Mattel added a Barbie princess-themed line in late 2010 and the fairy tale based Ever After High in 2013. With these competing lines and an expiration of the brand license at the end of 2015, Disney offered Hasbro a chance to gain the license given their work on Star Wars, which led to a Descendants license. DCP was also attempting to evolve the brand by marketing them less as damsels and more as heroines. In September 2014, Disney announced that Hasbro would be the licensed doll maker for the Disney Princess line starting on January 1, 2016.

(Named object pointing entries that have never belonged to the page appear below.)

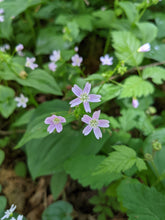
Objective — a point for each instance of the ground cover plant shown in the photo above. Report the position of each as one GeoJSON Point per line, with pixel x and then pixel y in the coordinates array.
{"type": "Point", "coordinates": [82, 96]}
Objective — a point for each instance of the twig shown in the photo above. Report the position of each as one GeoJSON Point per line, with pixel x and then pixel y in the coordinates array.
{"type": "Point", "coordinates": [4, 133]}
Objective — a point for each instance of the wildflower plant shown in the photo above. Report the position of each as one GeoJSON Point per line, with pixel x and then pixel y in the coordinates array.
{"type": "Point", "coordinates": [90, 103]}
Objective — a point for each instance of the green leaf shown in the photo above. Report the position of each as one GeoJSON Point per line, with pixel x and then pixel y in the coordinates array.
{"type": "Point", "coordinates": [146, 28]}
{"type": "Point", "coordinates": [157, 74]}
{"type": "Point", "coordinates": [57, 148]}
{"type": "Point", "coordinates": [135, 86]}
{"type": "Point", "coordinates": [83, 167]}
{"type": "Point", "coordinates": [126, 46]}
{"type": "Point", "coordinates": [130, 10]}
{"type": "Point", "coordinates": [59, 210]}
{"type": "Point", "coordinates": [2, 156]}
{"type": "Point", "coordinates": [121, 160]}
{"type": "Point", "coordinates": [37, 128]}
{"type": "Point", "coordinates": [57, 184]}
{"type": "Point", "coordinates": [150, 202]}
{"type": "Point", "coordinates": [3, 203]}
{"type": "Point", "coordinates": [7, 103]}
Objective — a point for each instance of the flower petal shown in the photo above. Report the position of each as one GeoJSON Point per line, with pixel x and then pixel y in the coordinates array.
{"type": "Point", "coordinates": [103, 123]}
{"type": "Point", "coordinates": [87, 130]}
{"type": "Point", "coordinates": [87, 107]}
{"type": "Point", "coordinates": [94, 98]}
{"type": "Point", "coordinates": [97, 132]}
{"type": "Point", "coordinates": [49, 120]}
{"type": "Point", "coordinates": [76, 90]}
{"type": "Point", "coordinates": [62, 119]}
{"type": "Point", "coordinates": [87, 88]}
{"type": "Point", "coordinates": [86, 119]}
{"type": "Point", "coordinates": [51, 128]}
{"type": "Point", "coordinates": [58, 127]}
{"type": "Point", "coordinates": [75, 102]}
{"type": "Point", "coordinates": [96, 114]}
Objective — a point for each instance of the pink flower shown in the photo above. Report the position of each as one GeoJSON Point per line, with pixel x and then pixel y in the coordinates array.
{"type": "Point", "coordinates": [106, 60]}
{"type": "Point", "coordinates": [144, 48]}
{"type": "Point", "coordinates": [52, 66]}
{"type": "Point", "coordinates": [30, 63]}
{"type": "Point", "coordinates": [76, 60]}
{"type": "Point", "coordinates": [55, 123]}
{"type": "Point", "coordinates": [94, 123]}
{"type": "Point", "coordinates": [135, 103]}
{"type": "Point", "coordinates": [83, 96]}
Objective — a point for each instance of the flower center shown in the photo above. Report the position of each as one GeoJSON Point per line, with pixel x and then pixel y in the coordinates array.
{"type": "Point", "coordinates": [56, 121]}
{"type": "Point", "coordinates": [84, 97]}
{"type": "Point", "coordinates": [93, 123]}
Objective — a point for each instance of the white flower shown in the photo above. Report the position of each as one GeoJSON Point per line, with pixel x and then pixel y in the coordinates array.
{"type": "Point", "coordinates": [56, 55]}
{"type": "Point", "coordinates": [30, 63]}
{"type": "Point", "coordinates": [9, 212]}
{"type": "Point", "coordinates": [106, 60]}
{"type": "Point", "coordinates": [76, 60]}
{"type": "Point", "coordinates": [52, 66]}
{"type": "Point", "coordinates": [19, 47]}
{"type": "Point", "coordinates": [21, 101]}
{"type": "Point", "coordinates": [144, 48]}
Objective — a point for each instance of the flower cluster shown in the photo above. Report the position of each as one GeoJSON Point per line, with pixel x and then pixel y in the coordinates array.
{"type": "Point", "coordinates": [9, 214]}
{"type": "Point", "coordinates": [54, 57]}
{"type": "Point", "coordinates": [1, 15]}
{"type": "Point", "coordinates": [93, 123]}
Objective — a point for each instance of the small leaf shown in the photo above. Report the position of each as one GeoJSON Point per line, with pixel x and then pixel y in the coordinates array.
{"type": "Point", "coordinates": [59, 210]}
{"type": "Point", "coordinates": [157, 74]}
{"type": "Point", "coordinates": [135, 86]}
{"type": "Point", "coordinates": [126, 46]}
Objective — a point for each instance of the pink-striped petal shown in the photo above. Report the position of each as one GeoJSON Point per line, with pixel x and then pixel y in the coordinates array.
{"type": "Point", "coordinates": [62, 119]}
{"type": "Point", "coordinates": [103, 123]}
{"type": "Point", "coordinates": [87, 88]}
{"type": "Point", "coordinates": [97, 132]}
{"type": "Point", "coordinates": [75, 102]}
{"type": "Point", "coordinates": [51, 128]}
{"type": "Point", "coordinates": [49, 120]}
{"type": "Point", "coordinates": [76, 90]}
{"type": "Point", "coordinates": [87, 130]}
{"type": "Point", "coordinates": [86, 119]}
{"type": "Point", "coordinates": [87, 107]}
{"type": "Point", "coordinates": [96, 114]}
{"type": "Point", "coordinates": [58, 128]}
{"type": "Point", "coordinates": [94, 98]}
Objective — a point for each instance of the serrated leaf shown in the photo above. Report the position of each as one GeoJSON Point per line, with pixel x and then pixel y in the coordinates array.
{"type": "Point", "coordinates": [135, 86]}
{"type": "Point", "coordinates": [120, 160]}
{"type": "Point", "coordinates": [59, 210]}
{"type": "Point", "coordinates": [150, 202]}
{"type": "Point", "coordinates": [157, 74]}
{"type": "Point", "coordinates": [126, 46]}
{"type": "Point", "coordinates": [82, 167]}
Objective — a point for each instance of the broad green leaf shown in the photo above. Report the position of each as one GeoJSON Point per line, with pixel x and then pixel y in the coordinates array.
{"type": "Point", "coordinates": [130, 10]}
{"type": "Point", "coordinates": [2, 156]}
{"type": "Point", "coordinates": [121, 160]}
{"type": "Point", "coordinates": [37, 128]}
{"type": "Point", "coordinates": [159, 135]}
{"type": "Point", "coordinates": [55, 149]}
{"type": "Point", "coordinates": [59, 210]}
{"type": "Point", "coordinates": [83, 167]}
{"type": "Point", "coordinates": [135, 86]}
{"type": "Point", "coordinates": [7, 103]}
{"type": "Point", "coordinates": [150, 202]}
{"type": "Point", "coordinates": [57, 184]}
{"type": "Point", "coordinates": [126, 46]}
{"type": "Point", "coordinates": [156, 73]}
{"type": "Point", "coordinates": [49, 40]}
{"type": "Point", "coordinates": [3, 203]}
{"type": "Point", "coordinates": [13, 9]}
{"type": "Point", "coordinates": [146, 28]}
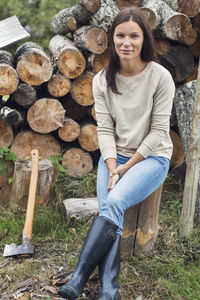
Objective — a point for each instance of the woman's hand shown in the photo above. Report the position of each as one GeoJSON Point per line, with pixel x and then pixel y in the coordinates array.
{"type": "Point", "coordinates": [115, 175]}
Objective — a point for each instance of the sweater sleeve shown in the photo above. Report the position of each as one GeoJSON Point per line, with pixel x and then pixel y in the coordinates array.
{"type": "Point", "coordinates": [105, 123]}
{"type": "Point", "coordinates": [160, 117]}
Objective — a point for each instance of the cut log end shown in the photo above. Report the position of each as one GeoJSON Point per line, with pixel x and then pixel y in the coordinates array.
{"type": "Point", "coordinates": [34, 68]}
{"type": "Point", "coordinates": [46, 115]}
{"type": "Point", "coordinates": [77, 162]}
{"type": "Point", "coordinates": [70, 130]}
{"type": "Point", "coordinates": [91, 6]}
{"type": "Point", "coordinates": [88, 137]}
{"type": "Point", "coordinates": [71, 63]}
{"type": "Point", "coordinates": [59, 85]}
{"type": "Point", "coordinates": [178, 28]}
{"type": "Point", "coordinates": [96, 40]}
{"type": "Point", "coordinates": [8, 79]}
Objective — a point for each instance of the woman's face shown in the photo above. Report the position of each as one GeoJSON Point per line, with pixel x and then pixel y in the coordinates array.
{"type": "Point", "coordinates": [128, 40]}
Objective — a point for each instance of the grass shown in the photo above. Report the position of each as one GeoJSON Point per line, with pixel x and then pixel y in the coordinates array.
{"type": "Point", "coordinates": [170, 272]}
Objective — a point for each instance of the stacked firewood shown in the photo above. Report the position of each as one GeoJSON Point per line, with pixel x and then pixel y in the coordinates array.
{"type": "Point", "coordinates": [46, 99]}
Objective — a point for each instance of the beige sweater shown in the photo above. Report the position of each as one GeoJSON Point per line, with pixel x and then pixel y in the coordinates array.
{"type": "Point", "coordinates": [139, 119]}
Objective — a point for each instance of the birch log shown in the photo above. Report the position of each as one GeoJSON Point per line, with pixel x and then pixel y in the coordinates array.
{"type": "Point", "coordinates": [70, 19]}
{"type": "Point", "coordinates": [192, 171]}
{"type": "Point", "coordinates": [169, 24]}
{"type": "Point", "coordinates": [68, 58]}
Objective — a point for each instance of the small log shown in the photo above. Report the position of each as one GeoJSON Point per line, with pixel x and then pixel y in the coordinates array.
{"type": "Point", "coordinates": [46, 115]}
{"type": "Point", "coordinates": [25, 141]}
{"type": "Point", "coordinates": [59, 85]}
{"type": "Point", "coordinates": [162, 46]}
{"type": "Point", "coordinates": [141, 226]}
{"type": "Point", "coordinates": [77, 162]}
{"type": "Point", "coordinates": [91, 38]}
{"type": "Point", "coordinates": [74, 110]}
{"type": "Point", "coordinates": [12, 116]}
{"type": "Point", "coordinates": [6, 136]}
{"type": "Point", "coordinates": [104, 16]}
{"type": "Point", "coordinates": [195, 48]}
{"type": "Point", "coordinates": [8, 76]}
{"type": "Point", "coordinates": [5, 191]}
{"type": "Point", "coordinates": [196, 23]}
{"type": "Point", "coordinates": [179, 61]}
{"type": "Point", "coordinates": [128, 3]}
{"type": "Point", "coordinates": [21, 181]}
{"type": "Point", "coordinates": [70, 19]}
{"type": "Point", "coordinates": [81, 90]}
{"type": "Point", "coordinates": [70, 130]}
{"type": "Point", "coordinates": [70, 61]}
{"type": "Point", "coordinates": [187, 7]}
{"type": "Point", "coordinates": [169, 24]}
{"type": "Point", "coordinates": [33, 65]}
{"type": "Point", "coordinates": [25, 95]}
{"type": "Point", "coordinates": [178, 151]}
{"type": "Point", "coordinates": [7, 174]}
{"type": "Point", "coordinates": [79, 208]}
{"type": "Point", "coordinates": [98, 61]}
{"type": "Point", "coordinates": [88, 137]}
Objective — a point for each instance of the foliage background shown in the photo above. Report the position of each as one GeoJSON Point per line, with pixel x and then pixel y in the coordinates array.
{"type": "Point", "coordinates": [35, 16]}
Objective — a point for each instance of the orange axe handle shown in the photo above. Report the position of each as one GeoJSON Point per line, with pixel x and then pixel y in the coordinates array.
{"type": "Point", "coordinates": [28, 225]}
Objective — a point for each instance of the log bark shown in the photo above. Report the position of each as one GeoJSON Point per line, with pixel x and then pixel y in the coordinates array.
{"type": "Point", "coordinates": [7, 174]}
{"type": "Point", "coordinates": [105, 15]}
{"type": "Point", "coordinates": [12, 116]}
{"type": "Point", "coordinates": [141, 226]}
{"type": "Point", "coordinates": [6, 136]}
{"type": "Point", "coordinates": [195, 48]}
{"type": "Point", "coordinates": [59, 85]}
{"type": "Point", "coordinates": [77, 162]}
{"type": "Point", "coordinates": [46, 115]}
{"type": "Point", "coordinates": [25, 95]}
{"type": "Point", "coordinates": [68, 58]}
{"type": "Point", "coordinates": [98, 61]}
{"type": "Point", "coordinates": [179, 61]}
{"type": "Point", "coordinates": [21, 181]}
{"type": "Point", "coordinates": [8, 76]}
{"type": "Point", "coordinates": [88, 137]}
{"type": "Point", "coordinates": [69, 131]}
{"type": "Point", "coordinates": [70, 19]}
{"type": "Point", "coordinates": [128, 3]}
{"type": "Point", "coordinates": [25, 141]}
{"type": "Point", "coordinates": [81, 90]}
{"type": "Point", "coordinates": [91, 38]}
{"type": "Point", "coordinates": [74, 110]}
{"type": "Point", "coordinates": [169, 24]}
{"type": "Point", "coordinates": [33, 65]}
{"type": "Point", "coordinates": [5, 191]}
{"type": "Point", "coordinates": [178, 151]}
{"type": "Point", "coordinates": [162, 46]}
{"type": "Point", "coordinates": [187, 7]}
{"type": "Point", "coordinates": [192, 171]}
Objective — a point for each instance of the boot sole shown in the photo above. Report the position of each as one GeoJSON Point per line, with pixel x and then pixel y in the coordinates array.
{"type": "Point", "coordinates": [68, 293]}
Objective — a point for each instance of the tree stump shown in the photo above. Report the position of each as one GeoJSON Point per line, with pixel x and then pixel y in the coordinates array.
{"type": "Point", "coordinates": [21, 182]}
{"type": "Point", "coordinates": [141, 226]}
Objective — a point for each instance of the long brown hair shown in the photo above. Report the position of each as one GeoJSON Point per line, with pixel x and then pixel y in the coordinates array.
{"type": "Point", "coordinates": [148, 49]}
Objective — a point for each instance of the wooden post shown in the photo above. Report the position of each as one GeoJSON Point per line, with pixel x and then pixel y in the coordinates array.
{"type": "Point", "coordinates": [192, 171]}
{"type": "Point", "coordinates": [141, 226]}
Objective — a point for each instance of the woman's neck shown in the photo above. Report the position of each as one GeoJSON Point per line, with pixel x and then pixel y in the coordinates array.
{"type": "Point", "coordinates": [128, 69]}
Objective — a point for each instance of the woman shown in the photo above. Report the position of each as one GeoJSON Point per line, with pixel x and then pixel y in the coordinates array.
{"type": "Point", "coordinates": [133, 101]}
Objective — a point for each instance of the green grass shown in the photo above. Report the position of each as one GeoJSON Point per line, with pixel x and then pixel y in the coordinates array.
{"type": "Point", "coordinates": [170, 272]}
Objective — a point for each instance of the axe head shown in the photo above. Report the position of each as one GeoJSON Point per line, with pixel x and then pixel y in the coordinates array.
{"type": "Point", "coordinates": [17, 250]}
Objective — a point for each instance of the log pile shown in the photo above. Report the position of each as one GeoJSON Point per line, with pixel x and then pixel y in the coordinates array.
{"type": "Point", "coordinates": [50, 103]}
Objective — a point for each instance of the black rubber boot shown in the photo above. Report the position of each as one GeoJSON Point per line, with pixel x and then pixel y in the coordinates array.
{"type": "Point", "coordinates": [109, 269]}
{"type": "Point", "coordinates": [101, 235]}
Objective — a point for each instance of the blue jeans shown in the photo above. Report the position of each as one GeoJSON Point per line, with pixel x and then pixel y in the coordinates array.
{"type": "Point", "coordinates": [135, 185]}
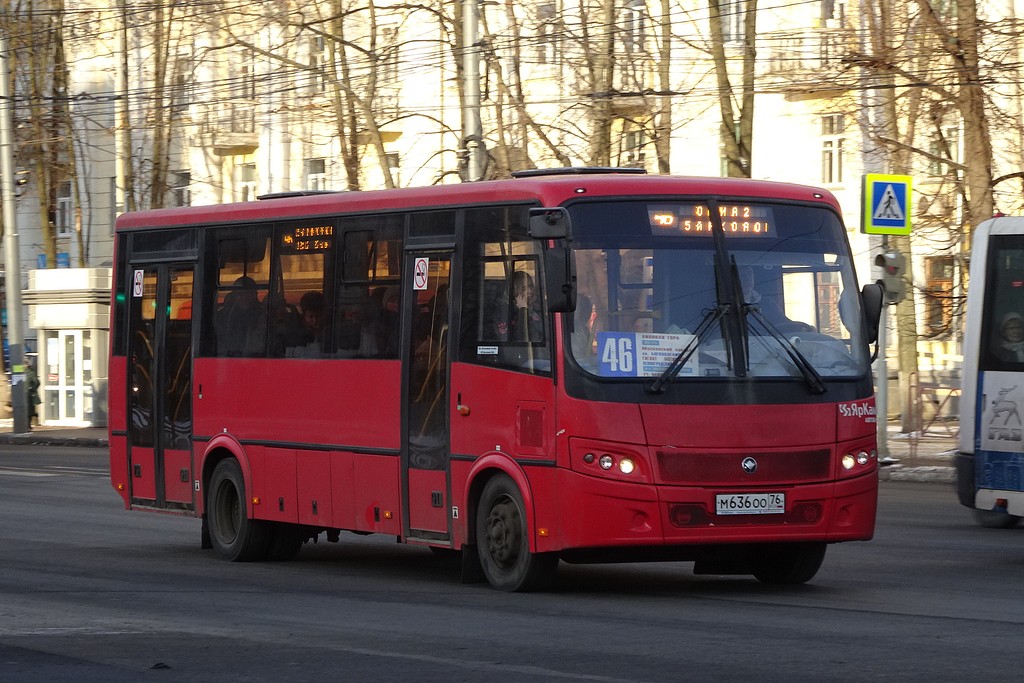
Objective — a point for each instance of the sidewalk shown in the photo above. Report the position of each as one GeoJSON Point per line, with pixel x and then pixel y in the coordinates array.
{"type": "Point", "coordinates": [57, 435]}
{"type": "Point", "coordinates": [927, 458]}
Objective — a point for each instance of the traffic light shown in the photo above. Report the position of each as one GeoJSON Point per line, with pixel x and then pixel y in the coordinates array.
{"type": "Point", "coordinates": [893, 266]}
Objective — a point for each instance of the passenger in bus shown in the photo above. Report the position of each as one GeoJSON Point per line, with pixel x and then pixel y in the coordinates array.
{"type": "Point", "coordinates": [526, 322]}
{"type": "Point", "coordinates": [241, 322]}
{"type": "Point", "coordinates": [1011, 342]}
{"type": "Point", "coordinates": [306, 337]}
{"type": "Point", "coordinates": [768, 305]}
{"type": "Point", "coordinates": [583, 328]}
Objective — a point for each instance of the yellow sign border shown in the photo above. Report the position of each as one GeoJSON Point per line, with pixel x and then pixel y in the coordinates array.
{"type": "Point", "coordinates": [867, 225]}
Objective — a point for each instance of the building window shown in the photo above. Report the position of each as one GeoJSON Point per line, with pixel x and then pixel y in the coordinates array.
{"type": "Point", "coordinates": [546, 33]}
{"type": "Point", "coordinates": [180, 193]}
{"type": "Point", "coordinates": [247, 75]}
{"type": "Point", "coordinates": [246, 179]}
{"type": "Point", "coordinates": [939, 272]}
{"type": "Point", "coordinates": [635, 26]}
{"type": "Point", "coordinates": [833, 11]}
{"type": "Point", "coordinates": [731, 14]}
{"type": "Point", "coordinates": [65, 218]}
{"type": "Point", "coordinates": [182, 89]}
{"type": "Point", "coordinates": [317, 65]}
{"type": "Point", "coordinates": [387, 67]}
{"type": "Point", "coordinates": [394, 166]}
{"type": "Point", "coordinates": [943, 145]}
{"type": "Point", "coordinates": [633, 143]}
{"type": "Point", "coordinates": [833, 128]}
{"type": "Point", "coordinates": [315, 174]}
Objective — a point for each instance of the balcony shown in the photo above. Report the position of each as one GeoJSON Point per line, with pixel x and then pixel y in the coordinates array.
{"type": "Point", "coordinates": [229, 128]}
{"type": "Point", "coordinates": [809, 60]}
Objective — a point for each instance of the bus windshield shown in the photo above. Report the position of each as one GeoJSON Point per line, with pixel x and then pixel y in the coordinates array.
{"type": "Point", "coordinates": [655, 289]}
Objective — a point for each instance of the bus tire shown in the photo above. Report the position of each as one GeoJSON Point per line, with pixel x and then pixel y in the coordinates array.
{"type": "Point", "coordinates": [503, 541]}
{"type": "Point", "coordinates": [788, 564]}
{"type": "Point", "coordinates": [993, 519]}
{"type": "Point", "coordinates": [233, 535]}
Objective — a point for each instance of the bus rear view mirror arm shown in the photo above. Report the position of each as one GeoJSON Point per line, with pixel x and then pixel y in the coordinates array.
{"type": "Point", "coordinates": [550, 223]}
{"type": "Point", "coordinates": [871, 298]}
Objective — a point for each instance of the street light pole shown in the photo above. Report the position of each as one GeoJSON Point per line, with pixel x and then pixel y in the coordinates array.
{"type": "Point", "coordinates": [12, 263]}
{"type": "Point", "coordinates": [472, 129]}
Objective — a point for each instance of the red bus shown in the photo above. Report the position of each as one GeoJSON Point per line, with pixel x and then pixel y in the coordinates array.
{"type": "Point", "coordinates": [577, 365]}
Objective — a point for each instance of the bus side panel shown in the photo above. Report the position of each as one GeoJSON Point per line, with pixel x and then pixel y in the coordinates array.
{"type": "Point", "coordinates": [998, 465]}
{"type": "Point", "coordinates": [430, 513]}
{"type": "Point", "coordinates": [178, 476]}
{"type": "Point", "coordinates": [119, 467]}
{"type": "Point", "coordinates": [118, 427]}
{"type": "Point", "coordinates": [513, 413]}
{"type": "Point", "coordinates": [313, 488]}
{"type": "Point", "coordinates": [348, 403]}
{"type": "Point", "coordinates": [273, 477]}
{"type": "Point", "coordinates": [376, 501]}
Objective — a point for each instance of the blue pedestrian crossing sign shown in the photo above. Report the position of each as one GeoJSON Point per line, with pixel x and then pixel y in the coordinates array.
{"type": "Point", "coordinates": [887, 204]}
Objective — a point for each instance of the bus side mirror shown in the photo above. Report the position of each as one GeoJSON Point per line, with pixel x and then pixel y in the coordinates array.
{"type": "Point", "coordinates": [559, 276]}
{"type": "Point", "coordinates": [550, 223]}
{"type": "Point", "coordinates": [871, 298]}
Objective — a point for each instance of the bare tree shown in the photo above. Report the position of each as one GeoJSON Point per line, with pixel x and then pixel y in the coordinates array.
{"type": "Point", "coordinates": [736, 107]}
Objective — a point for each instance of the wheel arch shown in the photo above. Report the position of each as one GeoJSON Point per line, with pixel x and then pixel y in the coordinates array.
{"type": "Point", "coordinates": [219, 449]}
{"type": "Point", "coordinates": [482, 471]}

The June 2013 release of the Disney Princess Palace Pets app from Disney Publishing, led DCP to turn Palace Pets into a Disney Princess franchise extension, with the release of the Palace Pets toy-line in August from licensee Blip Toys. The line was also selected by TimetoPlayMag.com for its Most Wanted List Holiday 2013. In 2015, Disney Publishing released animated shorts series Whisker Haven Tales with the Palace Pets. The shorts journey to a magical world of Whisker Haven, a secret realm deep in a fairy tale land between the Disney Princess kingdoms.

Disney Consumer Products and Interactive Media launched the Princess Comics line, which was started with Princess Comics graphic novels by Joe Book, in August 2018 at Target with Hasbro figures and Hybrid Promotions apparel. This expansion featured Belle, Jasmine, Ariel, Rapunzel, and Pocahontas.

On April 27, 2021, Disney launched the Ultimate Princess Celebration. This year-long event brought back the princesses' classic designs and included many special events, products, and performances. Despite not being official, Anna and Elsa from the Frozen franchise were included in parts of the celebration; they were removed from their temporary inclusion in the collection at the end of August 2022. When the celebration launched in South Africa on April 29, 2021, Sofia from Sofia the First and Elena from Elena of Avalor were also included for its territory, though in a lesser capacity than the other princesses.

In January 2022, Mattel regained the license to produce lines of toys and dolls for the brand.

Official canon of Disney Princesses

The official canon of Disney Princesses consists of the female protagonists, most of whom have royal ties within their fictional universes, from twelve selected Disney films. They were given an official number in the franchise line-up based on the chronological order in which their films were released, starting with Snow White as the first and original Disney Princess, with Cinderella being the second, followed by Aurora and so on.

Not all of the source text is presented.